The French had conducted an operation, Operation Turquoise, down in the southwest of the country where they had sealed off a portion of the country. At the time, they said as a humanitarian gesture, now we'd never really understood what the politics of that was, whether they had economic interests or they had some more nefarious sort of interest, what their role in the genocide had been at that stage. It was sort of very unclear. But the result of that was there was a portion of the country that had been sealed off.
And these large camps such as Kibeho had formed down in that area. But the French were about to pull out, and there was to be a handover of the French sort of boundaries with the UN. And there was a headquarters that was being established or had been established down in the south and a town called Butare to help with that transition. They were looking to man it, and they wanted a representative from the medical support force. So I was then selected to go down and join this headquarters.
So during the course of the advanced party, I was sent off as an individual down to the south as a representative of the medical support force.

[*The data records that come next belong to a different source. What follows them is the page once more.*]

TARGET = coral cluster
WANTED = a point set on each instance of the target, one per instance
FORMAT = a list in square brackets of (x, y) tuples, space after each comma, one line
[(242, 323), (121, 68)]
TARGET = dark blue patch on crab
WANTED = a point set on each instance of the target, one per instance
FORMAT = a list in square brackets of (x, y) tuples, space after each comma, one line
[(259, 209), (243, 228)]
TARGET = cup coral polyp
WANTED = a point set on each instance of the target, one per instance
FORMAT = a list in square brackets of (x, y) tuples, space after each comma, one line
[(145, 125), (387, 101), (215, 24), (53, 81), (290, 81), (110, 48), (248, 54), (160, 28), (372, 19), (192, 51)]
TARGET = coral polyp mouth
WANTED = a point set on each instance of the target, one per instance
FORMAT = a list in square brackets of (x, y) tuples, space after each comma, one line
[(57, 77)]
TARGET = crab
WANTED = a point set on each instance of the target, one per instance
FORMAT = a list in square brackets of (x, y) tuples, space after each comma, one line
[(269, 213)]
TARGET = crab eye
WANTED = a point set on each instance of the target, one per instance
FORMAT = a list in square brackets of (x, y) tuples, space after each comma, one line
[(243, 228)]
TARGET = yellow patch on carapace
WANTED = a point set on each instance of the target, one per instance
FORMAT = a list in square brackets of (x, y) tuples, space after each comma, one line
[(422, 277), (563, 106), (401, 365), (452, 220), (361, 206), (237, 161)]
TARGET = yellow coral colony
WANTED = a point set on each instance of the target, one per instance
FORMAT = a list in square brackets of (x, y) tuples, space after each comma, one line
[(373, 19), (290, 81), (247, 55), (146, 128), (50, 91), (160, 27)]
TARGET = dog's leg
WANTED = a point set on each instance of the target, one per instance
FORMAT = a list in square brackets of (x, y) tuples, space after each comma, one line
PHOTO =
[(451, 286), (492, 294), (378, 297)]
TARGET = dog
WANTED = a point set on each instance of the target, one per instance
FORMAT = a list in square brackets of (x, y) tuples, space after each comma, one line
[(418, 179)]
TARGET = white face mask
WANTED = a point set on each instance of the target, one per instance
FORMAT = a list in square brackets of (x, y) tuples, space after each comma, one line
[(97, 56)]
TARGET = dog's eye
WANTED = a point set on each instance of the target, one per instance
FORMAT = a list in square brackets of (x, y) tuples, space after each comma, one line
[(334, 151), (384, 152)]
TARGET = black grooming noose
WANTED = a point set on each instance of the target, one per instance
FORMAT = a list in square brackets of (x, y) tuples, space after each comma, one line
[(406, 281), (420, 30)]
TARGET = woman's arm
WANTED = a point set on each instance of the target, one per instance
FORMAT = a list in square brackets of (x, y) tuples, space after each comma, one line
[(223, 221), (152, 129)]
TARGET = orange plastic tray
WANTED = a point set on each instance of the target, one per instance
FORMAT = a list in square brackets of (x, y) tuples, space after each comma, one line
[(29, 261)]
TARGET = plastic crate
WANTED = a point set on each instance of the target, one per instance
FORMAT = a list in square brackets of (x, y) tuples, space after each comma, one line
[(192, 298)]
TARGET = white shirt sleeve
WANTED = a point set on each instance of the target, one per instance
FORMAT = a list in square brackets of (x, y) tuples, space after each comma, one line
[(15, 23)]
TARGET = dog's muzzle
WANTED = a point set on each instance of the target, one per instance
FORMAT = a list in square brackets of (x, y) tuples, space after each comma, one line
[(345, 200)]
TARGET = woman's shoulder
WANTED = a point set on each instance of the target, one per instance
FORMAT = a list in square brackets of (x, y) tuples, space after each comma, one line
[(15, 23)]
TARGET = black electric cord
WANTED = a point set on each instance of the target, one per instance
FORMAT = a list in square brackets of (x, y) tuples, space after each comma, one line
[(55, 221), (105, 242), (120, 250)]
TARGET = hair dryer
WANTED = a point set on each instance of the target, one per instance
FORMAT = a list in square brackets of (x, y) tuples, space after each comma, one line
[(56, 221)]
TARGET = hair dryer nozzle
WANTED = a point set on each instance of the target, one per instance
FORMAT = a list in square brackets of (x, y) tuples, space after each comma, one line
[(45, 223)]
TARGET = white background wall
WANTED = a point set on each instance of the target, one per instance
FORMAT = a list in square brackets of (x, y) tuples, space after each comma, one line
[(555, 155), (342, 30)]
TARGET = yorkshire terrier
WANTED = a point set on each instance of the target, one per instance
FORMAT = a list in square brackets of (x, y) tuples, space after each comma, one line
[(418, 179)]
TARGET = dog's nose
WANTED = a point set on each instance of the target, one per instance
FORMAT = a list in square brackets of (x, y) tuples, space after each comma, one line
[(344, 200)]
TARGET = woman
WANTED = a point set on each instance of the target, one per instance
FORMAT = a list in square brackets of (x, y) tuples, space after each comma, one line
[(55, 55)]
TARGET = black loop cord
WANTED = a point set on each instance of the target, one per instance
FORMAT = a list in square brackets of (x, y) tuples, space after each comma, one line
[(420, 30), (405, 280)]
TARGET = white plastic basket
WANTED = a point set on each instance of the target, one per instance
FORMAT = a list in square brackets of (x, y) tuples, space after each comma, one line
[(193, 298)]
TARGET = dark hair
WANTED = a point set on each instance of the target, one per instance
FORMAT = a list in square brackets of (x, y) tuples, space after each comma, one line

And I joined , what was like a small brigade headquarters that was notionally led by a Ghanaian Brigadier, a one-star, but in effect was being run by the Canadian brigade major that was down there with a bunch of Canadian staff. So I fell in on that headquarters, with the dual role of being an ops captain in the headquarters itself, but also providing medical support force advice. I had a bit of trouble convincing people that I wasn't a doctor. The Ghanaian Brigadier in particular, was convinced that I was a doctor and kept coming and describing his many ailments to him. And I eventually just gave up and started prescribing him sort of placebos, various.